Jikalau pedidikan sekolah dasar dan menengah telah dicanangkan dan ditetapkan tanpa biaya, mengapa masih saja berkamuflase dengan istilah-istilah yang bertolak belakang dengan makna gratis tak berbiaya yang dijalankan oleh para pelaksana berlabelkan abdi negara-abdi bangsa? Ujung-ujungnya, bertemu dengan biaya yang dibebankan kepada masyarakat penyandang "pra sejahtera". Tidak salah kiranya, bila perilaku yang demikian ini disebut sebagai "raja tega" ...
Bebas SPP diganti dengan istilah "Peran Serta Masyarakat" yang pada ujungnya, setara dengan SPP. Negara telah menganggarkan sarana dan prasarana bagi kebutuhan terselenggaranya pendidikan sekolah dalam rangka mencerdaskan kehidupan bangsa, mengapa masih memungut biaya terhadap peserta didik baru dalam kemasan "uang gedung", "uang pemeliharaan gedung", dan pelbagai istilah yang kesemuanya tak lebih dari hanya kamuflase belaka. Memangnya, rumah tangga negara ini tak profesional manakala menyelenggarakan pendidikan sekolah bagi anak bangsa?
Syahdan, di Sekolah Dasar Negeri, di kota kami, tersebutlah pungutan terhadap peserta didik baru dengan dalil untuk membangun WC dan Kamar Mandi sebesar "Dua Ratus Lima Puluh Ribu Rupiah". Dari mana para pelaksana ini menerjemahkan aturan sistem pendidikan nasional yang diselenggarakan oleh negara, sehingga sebegitunya dan sempat-sempatnya membebani para peserta didik baru dengan biaya berdalilkan untuk membangun WC dan Kamar Mandi? Apakah para pelaksana ini sudah tak punya hati, bahwa yang dipungut itu adalah para orang tua dari peserta didik baru yang kesehariannya adalah sebagai buruh harian lepas?

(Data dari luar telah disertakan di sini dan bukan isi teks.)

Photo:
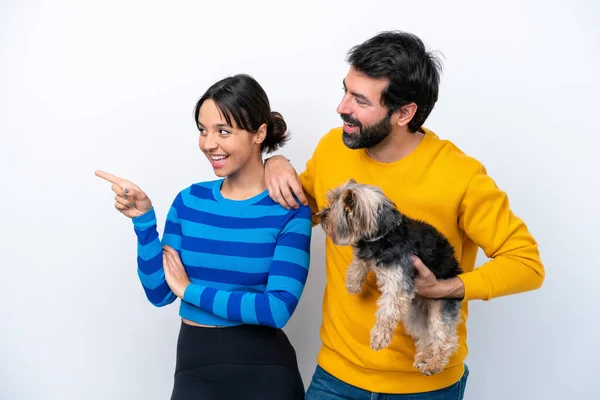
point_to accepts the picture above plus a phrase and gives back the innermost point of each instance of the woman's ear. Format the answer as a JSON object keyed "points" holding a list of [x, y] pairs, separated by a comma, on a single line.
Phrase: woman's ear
{"points": [[261, 134]]}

Kali terakhir, fenomena tentang Paguyuban Wali Siswa ataupun Komite Sekolah, dibentuk hanya sebagai kamuflase pula agar ketika memungut biaya-biaya yang tidak tertera dalam aturan sistem pendidikan sekolah negeri, menjadi lepas tanggung jawab  atau cuci tangan bagi pelaksana pendidikan sekolah negeri, karena telah memperoleh rekomendasi dari Paguyuban maupun Komite Sekolah. Dan, Paguyuban maupun Komite Sekolah, adalah tak lebih dari "Kuda Tunggangan" pelaksana pendidikan sekolah negeri, agar terhindar dari pertanggungjawaban manakala telah melakukan "pungutan liar".
Praktik real dari pelaksana pendidikan sekolah negeri yang hipokrit dan berlindung di balik jubah abdi negara-abdi bangsa ...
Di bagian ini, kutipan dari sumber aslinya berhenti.